That is what I conclude when I read. Even if I wasn’t a JW ( which I am 100 percent ) I would believe that without doubt as I read the textsThen you aren't reading the verses grammatically. The first step in exegesis is to let the verse speak for itself. Don't impose bias on it. Read it assuming the writer knew what he was doing by choosing the words and grammar that he chose.
"This whole country will become a desolate wasteland, and these nations will serve the king of Babylon seventy years."
This is a compound sentence. If you read this as 'this country will become a desolate wasteland for 70 years and these nations will serve the king of Babylon 70 years', then you are reading meaning into the verse beyond its grammar.
This is basically two sentences - which is why some Bibles just render it as two sentences.

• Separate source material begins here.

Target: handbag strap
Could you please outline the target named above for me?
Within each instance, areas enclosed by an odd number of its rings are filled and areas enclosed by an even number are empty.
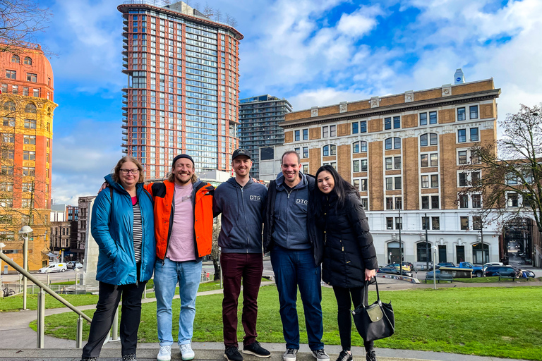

The 70 years attaches to 'servitude' of the 'nations' to Babylon. It cannot attach to desolation. If you make the argument that it really does say that but the English here hides the meaning, then you literally have every translator ever, including NWT forking up the translation here. You might as well just give up on ever understanding anything in the Bible.
Starting in v17 there is an enumeration of nations. Verse 29 doesn't give an order of conquering unless you choose a version that plays fast and loose with paraphrasing.
Verse 12 DOES give you an order of events at the end of the 70 years, which undercuts 537 as the end of the 70 years.
Sorry, you are out of luck here. You are reading into the verse.